The bosses decided by 10:30 a.m. that the best thing was to send everyone home, because Chicago was under a security alert. I walked through the Loop on my way to the train. The streets were nearly empty and eerily quiet for a weekday morning. People on the train were subdued and unusually quiet.
I tried to reach a few friends on New York, but the calls would not go through. At the time, my sister-in-law's sister was a flight attendant for United. I wondered if she was on a flight at that moment and if it had been hijacked. We did not hear from her for two days, then we learned that she had been on a London-bound flight when the hijackings were happening. Her flight reached London without incident, but she had no way to get home until the suspension of flights was lifted.
One of the things I remember noticing in those days immediately after 9/11 was the quiet of the skies. We get used to seeing all those planes overhead going to and from O'Hare and Midway. When there were no flights, we became acutely aware of how eerily quiet it was in their absence.
A few days after 9/11, I went to a concert I'd been looking forward to for weeks - David Byrne. He'd driven in from New York, and he talked a little bit between songs about the shock of the week's events. He and the band played an excellent show, both passionate and subdued. A few people called out requests for "Psycho Killer." He ignored those requests. One guy kept calling out for it. David Byrne said, "No, I will not play that song tonight."
The sister who woke me up to tell me to turn on the TV is now dead of brain cancer, but we had no foreshadowing on 9/11.
Like you, I greatly like and admire Nikki.
We seem to have much in common in our roller coaster lives.
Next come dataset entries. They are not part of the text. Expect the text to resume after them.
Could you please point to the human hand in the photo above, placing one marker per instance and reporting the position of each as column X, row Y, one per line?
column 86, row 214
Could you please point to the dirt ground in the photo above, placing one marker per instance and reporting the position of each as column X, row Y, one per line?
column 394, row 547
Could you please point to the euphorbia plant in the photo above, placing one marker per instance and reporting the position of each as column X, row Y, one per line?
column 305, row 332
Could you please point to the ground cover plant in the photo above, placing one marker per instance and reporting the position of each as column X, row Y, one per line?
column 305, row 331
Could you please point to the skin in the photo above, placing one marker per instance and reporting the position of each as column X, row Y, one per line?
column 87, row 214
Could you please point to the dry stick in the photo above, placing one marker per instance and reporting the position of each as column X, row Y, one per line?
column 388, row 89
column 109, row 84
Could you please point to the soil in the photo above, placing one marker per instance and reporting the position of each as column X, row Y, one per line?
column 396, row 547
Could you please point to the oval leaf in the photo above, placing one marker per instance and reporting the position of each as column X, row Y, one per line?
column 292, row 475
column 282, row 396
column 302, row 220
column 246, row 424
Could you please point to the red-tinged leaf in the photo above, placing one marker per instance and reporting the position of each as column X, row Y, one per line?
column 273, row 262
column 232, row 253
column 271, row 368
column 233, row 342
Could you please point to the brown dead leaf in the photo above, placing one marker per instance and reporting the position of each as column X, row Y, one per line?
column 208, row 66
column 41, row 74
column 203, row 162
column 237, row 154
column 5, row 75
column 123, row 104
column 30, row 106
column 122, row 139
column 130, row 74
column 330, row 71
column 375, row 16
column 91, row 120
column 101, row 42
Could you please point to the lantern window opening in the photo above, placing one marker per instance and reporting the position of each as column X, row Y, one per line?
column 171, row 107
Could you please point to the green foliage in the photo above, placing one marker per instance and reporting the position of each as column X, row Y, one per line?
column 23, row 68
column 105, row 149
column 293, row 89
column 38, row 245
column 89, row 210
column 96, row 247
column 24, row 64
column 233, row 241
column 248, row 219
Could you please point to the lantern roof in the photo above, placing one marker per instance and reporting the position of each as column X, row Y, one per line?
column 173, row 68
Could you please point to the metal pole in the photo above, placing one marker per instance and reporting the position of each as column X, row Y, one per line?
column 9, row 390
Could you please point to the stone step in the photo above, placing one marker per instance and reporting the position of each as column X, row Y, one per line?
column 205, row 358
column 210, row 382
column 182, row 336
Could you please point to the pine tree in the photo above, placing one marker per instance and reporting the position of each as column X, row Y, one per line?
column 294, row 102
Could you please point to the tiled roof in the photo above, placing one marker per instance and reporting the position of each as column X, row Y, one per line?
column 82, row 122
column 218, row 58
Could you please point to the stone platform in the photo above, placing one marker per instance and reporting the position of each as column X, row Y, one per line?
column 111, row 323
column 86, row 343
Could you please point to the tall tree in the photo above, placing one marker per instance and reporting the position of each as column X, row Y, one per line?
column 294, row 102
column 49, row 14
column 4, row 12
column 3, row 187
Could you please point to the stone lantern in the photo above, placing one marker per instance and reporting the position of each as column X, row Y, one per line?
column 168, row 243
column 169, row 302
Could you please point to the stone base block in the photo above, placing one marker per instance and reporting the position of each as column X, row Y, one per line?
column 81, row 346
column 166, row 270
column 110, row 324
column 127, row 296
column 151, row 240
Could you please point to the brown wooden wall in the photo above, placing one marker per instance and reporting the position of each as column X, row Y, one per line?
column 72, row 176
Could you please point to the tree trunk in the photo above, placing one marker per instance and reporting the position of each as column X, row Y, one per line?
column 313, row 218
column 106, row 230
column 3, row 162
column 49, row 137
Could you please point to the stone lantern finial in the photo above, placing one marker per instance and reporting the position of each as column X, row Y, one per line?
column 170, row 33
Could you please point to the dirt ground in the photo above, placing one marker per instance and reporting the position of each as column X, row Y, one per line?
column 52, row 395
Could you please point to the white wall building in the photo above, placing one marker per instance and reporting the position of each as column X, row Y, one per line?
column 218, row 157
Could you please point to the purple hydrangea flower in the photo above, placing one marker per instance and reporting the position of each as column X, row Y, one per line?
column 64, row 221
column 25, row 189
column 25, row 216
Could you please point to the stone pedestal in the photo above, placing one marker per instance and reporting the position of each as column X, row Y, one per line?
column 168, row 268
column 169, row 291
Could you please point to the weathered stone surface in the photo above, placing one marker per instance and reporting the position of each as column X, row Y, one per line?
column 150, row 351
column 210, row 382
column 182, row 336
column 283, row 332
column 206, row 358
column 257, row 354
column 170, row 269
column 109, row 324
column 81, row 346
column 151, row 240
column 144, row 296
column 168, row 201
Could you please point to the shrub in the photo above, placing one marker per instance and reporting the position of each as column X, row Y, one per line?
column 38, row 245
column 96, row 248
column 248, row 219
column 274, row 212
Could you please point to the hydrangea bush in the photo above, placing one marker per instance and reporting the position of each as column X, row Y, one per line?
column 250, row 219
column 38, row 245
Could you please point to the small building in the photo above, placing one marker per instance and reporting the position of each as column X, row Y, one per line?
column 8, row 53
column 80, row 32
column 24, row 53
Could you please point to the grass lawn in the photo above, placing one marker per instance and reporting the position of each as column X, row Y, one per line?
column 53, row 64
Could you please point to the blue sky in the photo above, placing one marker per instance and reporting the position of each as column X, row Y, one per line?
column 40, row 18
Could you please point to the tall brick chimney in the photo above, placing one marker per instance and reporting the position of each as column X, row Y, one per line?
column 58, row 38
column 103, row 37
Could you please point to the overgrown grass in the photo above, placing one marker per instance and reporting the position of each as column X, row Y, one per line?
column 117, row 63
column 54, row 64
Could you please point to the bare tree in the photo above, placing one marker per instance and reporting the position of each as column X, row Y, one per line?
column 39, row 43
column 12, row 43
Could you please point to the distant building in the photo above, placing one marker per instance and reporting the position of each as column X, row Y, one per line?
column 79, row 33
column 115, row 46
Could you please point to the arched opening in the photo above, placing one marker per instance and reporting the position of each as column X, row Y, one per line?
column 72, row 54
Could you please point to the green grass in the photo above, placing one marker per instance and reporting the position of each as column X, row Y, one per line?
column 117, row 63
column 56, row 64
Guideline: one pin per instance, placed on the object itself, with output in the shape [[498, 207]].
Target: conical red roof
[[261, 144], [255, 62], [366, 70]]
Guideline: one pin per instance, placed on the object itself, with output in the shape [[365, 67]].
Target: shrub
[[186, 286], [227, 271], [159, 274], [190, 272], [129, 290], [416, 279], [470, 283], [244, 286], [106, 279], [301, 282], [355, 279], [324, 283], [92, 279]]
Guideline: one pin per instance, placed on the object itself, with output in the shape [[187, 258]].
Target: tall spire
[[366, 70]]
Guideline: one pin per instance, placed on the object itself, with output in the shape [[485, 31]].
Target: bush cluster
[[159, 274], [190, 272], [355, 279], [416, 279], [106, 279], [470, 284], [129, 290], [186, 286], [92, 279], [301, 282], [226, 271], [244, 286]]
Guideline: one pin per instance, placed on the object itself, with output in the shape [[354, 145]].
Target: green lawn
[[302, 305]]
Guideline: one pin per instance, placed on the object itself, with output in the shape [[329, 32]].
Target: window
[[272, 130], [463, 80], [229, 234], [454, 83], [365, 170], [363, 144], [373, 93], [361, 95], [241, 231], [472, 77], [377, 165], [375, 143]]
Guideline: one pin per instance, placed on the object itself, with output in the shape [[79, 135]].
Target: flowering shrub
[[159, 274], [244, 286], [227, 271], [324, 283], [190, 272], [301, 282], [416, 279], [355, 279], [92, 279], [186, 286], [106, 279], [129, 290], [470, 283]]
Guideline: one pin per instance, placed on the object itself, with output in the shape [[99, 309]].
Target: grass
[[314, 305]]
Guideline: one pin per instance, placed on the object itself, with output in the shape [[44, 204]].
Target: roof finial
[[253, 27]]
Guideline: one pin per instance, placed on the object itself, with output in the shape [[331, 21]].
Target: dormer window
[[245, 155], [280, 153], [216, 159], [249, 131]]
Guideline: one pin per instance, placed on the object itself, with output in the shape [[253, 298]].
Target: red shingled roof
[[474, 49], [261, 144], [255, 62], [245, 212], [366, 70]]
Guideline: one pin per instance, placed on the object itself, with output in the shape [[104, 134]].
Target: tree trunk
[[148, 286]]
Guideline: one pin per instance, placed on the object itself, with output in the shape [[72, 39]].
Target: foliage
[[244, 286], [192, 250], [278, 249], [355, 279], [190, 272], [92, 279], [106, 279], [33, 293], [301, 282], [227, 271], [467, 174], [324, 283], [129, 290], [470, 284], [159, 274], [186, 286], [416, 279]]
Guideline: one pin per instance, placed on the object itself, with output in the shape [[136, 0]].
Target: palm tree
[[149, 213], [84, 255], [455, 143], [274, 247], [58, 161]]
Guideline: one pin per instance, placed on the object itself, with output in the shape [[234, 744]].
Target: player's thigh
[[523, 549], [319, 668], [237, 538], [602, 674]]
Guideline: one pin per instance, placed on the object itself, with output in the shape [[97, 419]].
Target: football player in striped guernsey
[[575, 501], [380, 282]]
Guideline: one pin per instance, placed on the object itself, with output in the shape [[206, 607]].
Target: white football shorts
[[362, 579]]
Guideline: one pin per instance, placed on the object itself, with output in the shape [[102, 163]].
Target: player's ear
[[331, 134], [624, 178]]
On that day I had delivered my children to school, returned home -- for some reason; it wasn't a customary practice -- I turned on the television sometime early that morning. Then I sat frozen on the foot of my bed, with my hand over my mouth in horror for the rest of the morning. Sometimes that afternoon I walked outside and it was like we were on hurricane alert because all of the neighbors were outside as if searching for proof that the world wasn't ending and that there were other people still alive, and, really, the only other time that happens is when a hurricane is coming and we're all on high alert.
I saw my neighbor, a dear friend, across the street and I ran from my porch to hers and we hugged tightly and cried together.
we had been living with friends on long island for a few months. my husband and I had moved back to New York and that month he had found a job in CT. because he was starting his job the next day we were packing him up and he was supposed to move into a hotel room up in Hartford that night. so there were already some tears being shed. we hadn't been seperated like this before.
we had the news on, on the radio in the kitchen plus the tv is always on in their house, always silent but on, in the livingroom. we: my husband and I and my best friends john and mickie heard the report of a plane hitting the tower. we rushed into the livingroom where the tv was on abc news, to see the tower with a huge hole and smoke trailing out.
my exhusband slash best friend john said, "it's a terrorist attack!" but he would have said that if a bicycle hit the trade center. he's kind of like that.
still, I think we knew something serious was up. there was a great deal of black smoke. and too many unanswered immediate questions. peter jennings looked worried.
we kept watching intently. then we watched as the second plane banked around and hit. then we knew.
There was a lot of fear here in Chicago. My office was within 1/2 mile of the federal office buildings, the Sears Tower and Chase Bank's Chicago headquarters, all of which were considered potential targets at the time.
I'd be curious to hear more about small town perspectives from that day.